In this state of things a letter came to him with a foreign postmark. "I will lay it away in your desk, Will," said uncle, "till you can read it yourself; that will be in a day or two."
"If you don't mind the trouble, sir, I should thank you to open and read it for me. I get no letters that I am unwilling you should see."
It was to the effect that a relative in England had left him a bequest of five hundred pounds, and that the amount would be made payable to his order wherever he should direct.
"You will oblige me, sir, if you will say nothing about this for the present," said Will, when uncle had congratulated him.
"I hope we shall not lose sight of you, Will," said uncle, who really felt a strong liking for the young man, who had served him faithfully three years.
"I hope not, sir," replied Will. "I shall be glad to consult you before I decide what use to make of this windfall. At all events, I don't want to change my quarters for the present."

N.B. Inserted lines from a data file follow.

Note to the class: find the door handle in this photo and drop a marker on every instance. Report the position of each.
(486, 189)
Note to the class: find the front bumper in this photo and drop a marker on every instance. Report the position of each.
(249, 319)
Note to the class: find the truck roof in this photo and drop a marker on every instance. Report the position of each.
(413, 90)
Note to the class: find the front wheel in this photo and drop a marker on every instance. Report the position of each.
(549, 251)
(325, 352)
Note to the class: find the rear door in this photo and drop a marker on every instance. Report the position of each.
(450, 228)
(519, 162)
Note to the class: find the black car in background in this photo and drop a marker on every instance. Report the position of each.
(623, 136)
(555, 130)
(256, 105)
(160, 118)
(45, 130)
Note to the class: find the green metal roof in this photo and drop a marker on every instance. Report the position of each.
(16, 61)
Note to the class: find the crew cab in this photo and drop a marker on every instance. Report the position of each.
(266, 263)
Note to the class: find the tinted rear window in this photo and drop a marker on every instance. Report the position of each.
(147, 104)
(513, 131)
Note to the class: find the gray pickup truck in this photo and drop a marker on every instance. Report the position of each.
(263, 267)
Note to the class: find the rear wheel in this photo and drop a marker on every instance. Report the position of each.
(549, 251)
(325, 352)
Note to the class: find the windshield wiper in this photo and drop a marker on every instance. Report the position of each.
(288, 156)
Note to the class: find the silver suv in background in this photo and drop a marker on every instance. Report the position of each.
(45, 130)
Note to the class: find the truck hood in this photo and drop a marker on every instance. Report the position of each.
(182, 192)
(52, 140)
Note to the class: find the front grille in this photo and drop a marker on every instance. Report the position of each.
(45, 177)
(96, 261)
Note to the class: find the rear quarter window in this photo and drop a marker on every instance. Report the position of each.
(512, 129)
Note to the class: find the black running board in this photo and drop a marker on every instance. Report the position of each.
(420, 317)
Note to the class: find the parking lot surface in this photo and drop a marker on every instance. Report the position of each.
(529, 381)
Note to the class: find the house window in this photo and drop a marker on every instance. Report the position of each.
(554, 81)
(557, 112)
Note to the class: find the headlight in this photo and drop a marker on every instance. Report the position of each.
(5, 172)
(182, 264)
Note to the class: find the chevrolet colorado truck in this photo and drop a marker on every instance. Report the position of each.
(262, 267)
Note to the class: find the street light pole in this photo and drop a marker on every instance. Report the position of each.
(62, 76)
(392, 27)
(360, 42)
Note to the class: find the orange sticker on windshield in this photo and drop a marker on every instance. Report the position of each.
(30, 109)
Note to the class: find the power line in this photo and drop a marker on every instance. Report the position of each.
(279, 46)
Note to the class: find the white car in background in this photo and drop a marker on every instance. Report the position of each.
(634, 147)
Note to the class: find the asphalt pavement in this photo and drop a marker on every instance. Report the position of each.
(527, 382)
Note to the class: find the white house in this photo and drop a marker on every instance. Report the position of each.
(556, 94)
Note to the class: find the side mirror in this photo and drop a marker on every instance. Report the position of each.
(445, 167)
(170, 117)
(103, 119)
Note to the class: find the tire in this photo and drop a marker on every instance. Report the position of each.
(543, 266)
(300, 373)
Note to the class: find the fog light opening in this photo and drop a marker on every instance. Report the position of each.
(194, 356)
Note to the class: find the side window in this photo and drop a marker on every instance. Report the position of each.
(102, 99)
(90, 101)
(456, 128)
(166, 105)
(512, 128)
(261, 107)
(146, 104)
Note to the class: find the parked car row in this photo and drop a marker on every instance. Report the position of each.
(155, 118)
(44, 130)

About the same time, brother Ned, in Oregon, sent me a letter which contained this passage:—
"We are partly indebted for this splendid stroke of business to the help of a townsman of our own; his name is Joseph Breck. He says he ran away from Deacon Handy's, at fifteen years old, because the Deacon would not send him to school as he had agreed. Ask uncle if he remembers Ira Breck, who lived over at Ash Swamp, near the old Ingersol place. He was drowned saving timber in a freshet. He left two children, and this Joseph is the elder. The other was a girl, her name Rhoda, six or eight years younger than Joseph; she must be now, he says, not far from sixteen or seventeen. Joe has had a hard row to hoe, but now that he begins to see daylight he wants to do something for his sister. He is a thoroughly honest and competent fellow, and we are glad enough to get hold of him. He told me the other night such a story as would make your heart ache: at all events it would make you try to ascertain something about his sister before you write next."